‘성인게임’┴㎔ “Kva2016。ｃoｍ ”㎰≠황금성3 게임 주소＋ 모바일 상어사이트 주소●동경야마토 ↓봉봉게임 릴게임 주소 ㎒ 모바일 신 야마토다운 로드∞ 온라인 바다 이야기게임 사이트 ™인터넷 모바제팬 게임다운로드 ╅ 오사카 빠찡코 Comic Strips
90 Results for ‘성인게임’┴㎔ “Kva2016。ｃoｍ ”㎰≠황금성3 게임 주소＋ 모바일 상어사이트 주소●동경야마토 ↓봉봉게임 릴게임 주소 ㎒ 모바일 신 야마토다운 로드∞ 온라인 바다 이야기게임 사이트 ™인터넷 모바제팬 게임다운로드 ╅ 오사카 빠찡코
View 1 - 10 results for ‘성인게임’┴㎔ “kva2016。ｃoｍ ”㎰≠황금성3 게임 주소＋ 모바일 상어사이트 주소●동경야마토 ↓봉봉게임 릴게임 주소 ㎒ 모바일 신 야마토다운 로드∞ 온라인 바다 이야기게임 사이트 ™인터넷 모바제팬 게임다운로드 ╅ 오사카 빠찡코 comic strips. Discover the best " ‘성인게임’┴㎔ “Kva2016。ｃoｍ ”㎰≠황금성3 게임 주소＋ 모바일 상어사이트 주소●동경야마토 ↓봉봉게임 릴게임 주소 ㎒ 모바일 신 야마토다운 로드∞ 온라인 바다 이야기게임 사이트 ™인터넷 모바제팬 게임다운로드 ╅ 오사카 빠찡코" comics from Dilbert.com.

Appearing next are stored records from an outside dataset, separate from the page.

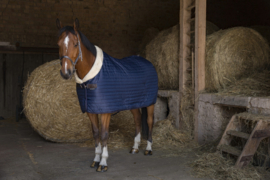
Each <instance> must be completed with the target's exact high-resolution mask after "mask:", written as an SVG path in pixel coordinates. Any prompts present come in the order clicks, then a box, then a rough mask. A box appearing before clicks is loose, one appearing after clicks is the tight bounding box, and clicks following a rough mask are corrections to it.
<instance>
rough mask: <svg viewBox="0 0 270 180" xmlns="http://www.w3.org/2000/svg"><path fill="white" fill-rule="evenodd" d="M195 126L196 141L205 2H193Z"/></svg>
mask: <svg viewBox="0 0 270 180" xmlns="http://www.w3.org/2000/svg"><path fill="white" fill-rule="evenodd" d="M195 8H196V9H195V122H194V123H195V124H194V135H195V137H194V138H195V140H196V141H198V136H199V135H198V102H197V99H198V97H199V92H200V91H202V90H204V89H205V42H206V0H196V1H195Z"/></svg>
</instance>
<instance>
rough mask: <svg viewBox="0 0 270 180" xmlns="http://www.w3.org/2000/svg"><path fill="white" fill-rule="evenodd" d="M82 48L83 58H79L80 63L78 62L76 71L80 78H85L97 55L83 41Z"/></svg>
mask: <svg viewBox="0 0 270 180" xmlns="http://www.w3.org/2000/svg"><path fill="white" fill-rule="evenodd" d="M81 49H82V57H83V60H82V61H81V59H79V60H78V63H77V64H76V73H77V75H78V77H79V78H80V79H83V78H84V77H85V76H86V74H87V73H88V72H89V71H90V69H91V68H92V67H93V64H94V62H95V59H96V57H95V56H94V55H93V53H92V52H91V51H89V50H88V49H87V48H86V47H85V46H84V45H83V44H82V43H81Z"/></svg>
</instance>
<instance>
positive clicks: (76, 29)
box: [73, 18, 80, 31]
mask: <svg viewBox="0 0 270 180" xmlns="http://www.w3.org/2000/svg"><path fill="white" fill-rule="evenodd" d="M73 26H74V29H75V31H78V30H79V27H80V26H79V20H78V18H76V19H75V21H74V25H73Z"/></svg>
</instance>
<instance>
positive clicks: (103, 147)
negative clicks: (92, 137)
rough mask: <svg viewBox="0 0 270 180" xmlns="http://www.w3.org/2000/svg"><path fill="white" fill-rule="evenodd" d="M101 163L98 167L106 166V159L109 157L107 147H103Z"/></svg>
mask: <svg viewBox="0 0 270 180" xmlns="http://www.w3.org/2000/svg"><path fill="white" fill-rule="evenodd" d="M101 157H102V158H101V161H100V163H99V165H101V166H107V159H108V157H109V153H108V147H107V146H104V147H103V152H102V156H101Z"/></svg>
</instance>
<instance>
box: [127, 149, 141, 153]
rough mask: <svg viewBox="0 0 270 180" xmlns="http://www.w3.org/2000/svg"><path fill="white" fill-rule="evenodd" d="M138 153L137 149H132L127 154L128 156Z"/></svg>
mask: <svg viewBox="0 0 270 180" xmlns="http://www.w3.org/2000/svg"><path fill="white" fill-rule="evenodd" d="M138 152H139V149H134V148H132V149H131V150H130V152H129V153H130V154H138Z"/></svg>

Share July 10, 2000's comic on:
The Boss says to Dilbert, "Write a performance evaluation for yourself." The Boss continues, "Shoot for about 3% raise...because that's what you're getting." Dilbert's computer states, "Dilbert's inventions will earn a billion dollars. But we think he steals almost as much."
Share August 01, 2007's comic on:
The Boss: Wally, I bought Dogbert's Management Software to yell at you so I don't have to." "I recommend Track 3, titled 'You're my least valuable asset'." Dogbert: Who wants to buy Dogbert's noise cancellation headphones for bad employees?" "I need you less than my mousepad."

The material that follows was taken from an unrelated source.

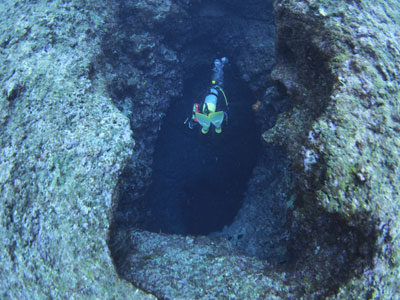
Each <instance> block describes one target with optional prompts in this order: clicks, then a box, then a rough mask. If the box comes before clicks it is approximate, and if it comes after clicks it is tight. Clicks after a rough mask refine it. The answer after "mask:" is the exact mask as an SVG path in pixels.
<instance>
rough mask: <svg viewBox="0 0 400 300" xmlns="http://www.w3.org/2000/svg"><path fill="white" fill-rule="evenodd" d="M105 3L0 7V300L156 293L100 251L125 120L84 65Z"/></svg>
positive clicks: (68, 298) (119, 160)
mask: <svg viewBox="0 0 400 300" xmlns="http://www.w3.org/2000/svg"><path fill="white" fill-rule="evenodd" d="M112 15H113V14H112V11H111V7H110V5H109V3H107V2H106V1H105V2H101V1H100V2H96V5H92V4H87V3H85V1H33V2H32V1H2V3H1V4H0V26H1V27H2V30H1V33H0V57H1V58H0V60H1V69H0V87H1V93H0V107H1V113H0V117H1V119H0V195H1V196H0V209H1V212H0V226H1V230H0V261H1V265H0V278H1V281H0V298H1V299H49V298H52V299H112V298H113V299H128V298H129V299H154V297H152V296H147V295H145V294H144V293H142V292H141V291H140V290H137V289H136V288H134V287H133V286H132V285H131V284H130V283H127V282H126V281H124V280H121V279H119V278H118V276H117V274H116V272H115V269H114V266H113V263H112V259H111V256H110V252H109V250H108V246H107V239H108V230H109V224H110V221H111V217H112V210H113V206H115V203H114V202H115V200H116V199H114V189H115V185H116V181H117V180H118V176H119V174H120V172H121V169H122V168H123V166H124V165H125V163H126V161H127V159H128V158H129V157H130V156H131V155H132V148H133V144H134V142H133V139H132V137H131V130H130V128H129V122H128V120H127V119H126V118H125V117H124V116H123V115H122V114H121V113H120V112H119V111H118V110H117V109H116V108H115V107H114V106H113V105H112V103H111V101H110V99H109V98H107V93H106V90H105V86H104V85H103V84H101V80H99V79H100V78H96V76H97V74H93V63H94V62H95V61H96V59H98V58H97V56H98V54H99V53H100V51H99V49H100V41H101V37H102V35H103V34H104V31H105V30H107V25H106V24H107V22H109V21H110V20H111V18H112Z"/></svg>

Share August 30, 2011's comic on:
Man: Your email was ignorant and arrogant. Dilbert: How do you know it isn't just a reading comprehension problem on your end? Let's use logic to see which one of us is right. Bad decision 2. Bad decision 3.

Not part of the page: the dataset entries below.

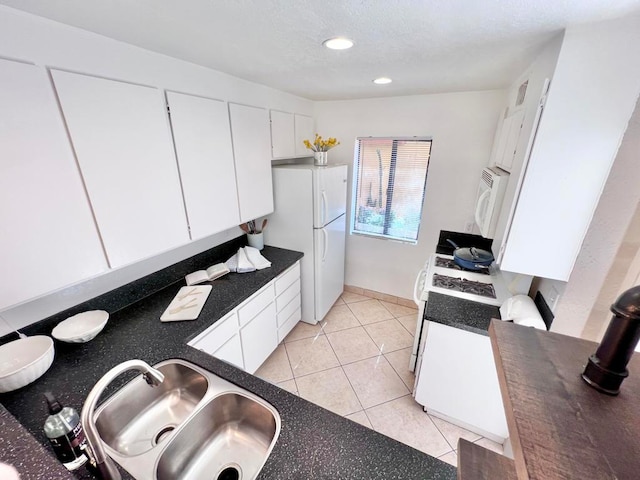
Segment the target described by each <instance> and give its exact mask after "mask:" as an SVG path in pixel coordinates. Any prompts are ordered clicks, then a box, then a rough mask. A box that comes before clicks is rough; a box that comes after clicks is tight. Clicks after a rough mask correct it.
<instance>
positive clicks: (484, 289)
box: [431, 273, 496, 298]
mask: <svg viewBox="0 0 640 480" xmlns="http://www.w3.org/2000/svg"><path fill="white" fill-rule="evenodd" d="M431 283H432V285H433V286H434V287H439V288H445V289H447V290H453V291H456V292H463V293H470V294H472V295H479V296H481V297H488V298H496V291H495V289H494V288H493V285H491V284H490V283H483V282H474V281H473V280H466V279H464V278H456V277H449V276H447V275H439V274H437V273H434V274H433V278H432V280H431Z"/></svg>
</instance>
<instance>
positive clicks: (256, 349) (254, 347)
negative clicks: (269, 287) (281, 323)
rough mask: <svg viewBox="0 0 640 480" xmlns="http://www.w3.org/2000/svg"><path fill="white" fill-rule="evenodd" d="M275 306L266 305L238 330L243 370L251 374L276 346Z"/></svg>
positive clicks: (276, 341) (274, 349) (275, 320)
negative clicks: (261, 309)
mask: <svg viewBox="0 0 640 480" xmlns="http://www.w3.org/2000/svg"><path fill="white" fill-rule="evenodd" d="M277 328H278V327H277V325H276V307H275V305H274V304H273V303H271V305H269V306H267V308H265V309H264V310H263V311H262V312H260V313H259V314H258V315H257V316H256V317H255V318H254V319H253V320H251V321H250V322H249V323H247V324H246V325H245V326H244V327H242V329H241V330H240V337H241V340H242V355H243V357H244V369H245V371H247V372H249V373H251V374H253V373H254V372H255V371H256V370H257V369H258V367H259V366H260V365H262V363H263V362H264V361H265V360H266V359H267V358H268V357H269V355H271V353H272V352H273V351H274V350H275V349H276V347H277V346H278V332H277Z"/></svg>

Share February 02, 2012's comic on:
Boss: You're just now getting here? Wally: It's zero degrees and the roads are all ice. I drank six cups of coffee before leaving the house and sat in traffic for two hours. Boss: You're three hours late. Wally: I spent the last hour stuck to a guardrail.
Share March 31, 2012's comic on:
Dilbert: I spent four months creating this app, mom. I think I can sell a million of them for $3.99. Mom: I saw seven apps just like this in the app store and five of them were free. Dilbert: Thanks for the feedback, dream-killer. Mom: Have you ever thought of just using your first name, like Madonna?
Share February 19, 1990's comic on:
Dilbert says into the telephone, "Hello, is this the library reference desk?" A voice answers, "Yes." Dilbert asks, "What's the average running speed of the Tazmanian Boola-Boola dog?" The librarian replies, "8.3 miles per hour." Dilbert looks at the phone and says, "I can't believe she knew that." The librarian says, "And you have something stuck in your teeth."
Share July 21, 2012's comic on:
In the near future Wally: I was manipulating a 3-D network model using my hand motion sensors. It was all good until I sneezed and accidentally merged my network design with my outlook calendar. Boss: When will you have that fixed? Wally: I should be done by... the 15th of Cisco.
Share July 28, 1992's comic on:
Dogbert hands Bob the Dinosaur a publication and says, "Bob, here's a copy of my new newsletter for clueless people." Bob reads, "Dogbert's Clues for the Clueless: 1. Professional wrestling is all faked. 2. Nobody ever lost weight on a home exercise device." Bob looks upset as he continues to read, "3. Looks are more important to happiness than brains. 4. If people don't comment on you new hairdo, they hate it." Dogbert says, "It's not healthy to read them all at once, Bob."